Santa Maria. Chefes de urgência cirúrgica ameaçam demitir-se

Médicos dizem que escala da urgência de Cirurgia Geral não é exequível e invocam novo regulamento da Ordem, ainda em consulta pública.

A dificuldade em assegurar escalas com médicos a recusar fazer, com as atuais condições de trabalho, mais horas extra do que aquelas a que estão obrigados e os rácios mínimos de equipas nas urgências apresentados pela Ordem dos Médicos – na reta final de consulta pública – levaram esta quarta-feira os chefes de equipa de urgência cirúrgica do Hospital Santa Maria, em Lisboa, a ameaçarem demitir-se a partir de 22 de novembro. Numa carta endereçada ao diretor clínico do Centro Hospitalar e Universitário Lisboa Norte, a que o i teve acesso, os dez chefes de equipa da urgência cirúrgica dizem que a situação se vem degradando nos últimos anos, agravada pela posição recente dos médicos do departamento que recusam ultrapassar, com as atuais condições de trabalho, o limite de horas extraordinárias considerado na lei – 150 horas por ano – um protesto a que os chefes de equipa se solidarizam. “Posto isto, a escala de urgência de Cirurgia Geral não é exequível”, alegam, invocando também o regulamento de constituição das equipas de urgência publicado em Diário da República a 15 de outubro, em que a Ordem define pela primeira vez os médicos necessários de cada especialidade nos serviços de urgência. O documento não está no entanto ainda em vigor: o prazo de consulta termina no próximo dia 15 de novembro, seguindo-se a aprovação do documento final.

Num comunicado enviado às redações, o Centro Hospitalar confirmou a receção da carta, documento que considera apontar questões de organização interna e distribuição de serviço “a serem resolvidas até 22 de novembro.” Nessa expectativa, o hospital adianta que foram marcadas reuniões para a próxima semana com os respetivos serviços, dizendo ter “total abertura e empenho na melhoria das questões identificadas”. 

Alguns temas, nomeadamente a melhoria de remuneração de horas extra na urgência, estavam no entanto previstas no Orçamento do Estado para 2022, chumbado – e os hospitais não têm autonomia para fazer diferente, nomeadamente no que toca à equiparação do pagamento das horas extra da casa às dos médicos tarefeiros, que tem vindo a ser reclamada pelas associações médicas. Já os moldes do aumento do pagamento das horas extra que estava previsto no OE2022, apenas a partir da 250ª hora anual, foi considerado indigno pelos sindicatos, por perpetuarem o recurso a trabalho suplementar para garantir o funcionamento das urgências. Por outro lado, o Governo colocou em discussão pública o novo estatuto do SNS, que prevê também um regime excecional de trabalho suplementar, mas a previsão da tutela era a entrada em vigor com o OE 2022.
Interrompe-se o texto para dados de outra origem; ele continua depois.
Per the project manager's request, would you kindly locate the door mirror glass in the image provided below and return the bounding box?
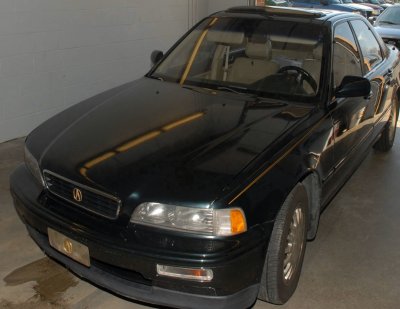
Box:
[335,75,371,98]
[150,50,164,65]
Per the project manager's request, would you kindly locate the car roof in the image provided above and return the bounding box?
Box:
[212,6,358,22]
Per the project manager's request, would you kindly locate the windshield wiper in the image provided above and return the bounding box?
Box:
[217,86,249,95]
[379,20,398,25]
[147,75,164,82]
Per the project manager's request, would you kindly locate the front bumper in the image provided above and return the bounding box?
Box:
[11,166,267,309]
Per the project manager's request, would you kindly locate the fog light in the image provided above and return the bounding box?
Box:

Quanto ao regulamento de equipas médicas nos serviços de urgência, para já em consulta pública, não é a primeira vez que, com os atuais recursos, é considerado impraticável mas é a primeiro aviso de demissão em bloco a invocá-lo. O documento define os médicos de cada especialidade exigidos nas urgências e por exemplo que podem ser escalados internos a partir do último ano de formação mas só se houver um médico especialista da mesma especialidade pelo menos de prevenção. Regras que, defende a Ordem dos Médicos no diploma, são uma “referência ética e deontológica para todos os médicos, e uma garantia de qualidade e segurança para os doentes e para a comunidade em geral”.

Há quem conteste no entanto que a melhoria da situação das urgências do SNS, a viver de novo uma afluência ao nível pré-pandemia e com tempos de espera que têm ultrapassado o definido na triagem de Manchester, passe por aqui. Em entrevista ao i, Nelson Pereira, diretor da Unidade Autónoma de Gestão de Urgência e Medicina Intensiva do Hospital de São João, considerou que o documento é uma “soma aritmética, não articulada, das visões individuais dos colégios das várias especialidades e não responde a uma visão reformista da estruturação da rede de urgência e dos serviços de urgência em si mesmo”, defendendo medidas como a limitação do acesso às urgências por doentes não urgentes, que sobrecarregam os serviços. Para o médico, o regulamento “em muitos aspetos é impraticável por exigir recursos que são inverosímeis”, prevendo que a ser aprovado nos termos propostos implicaria “uma provável entrada em incumprimento de virtualmente todos os serviços de urgência”, afirmou.

A ameaça de demissão no Santa Maria, mantendo-se por agora os médicos em funções, segue-se a pedidos de demissão dos diretores da urgência no Hospital de Braga e de 87 diretores e chefes de equipa do Hospital de Setúbal.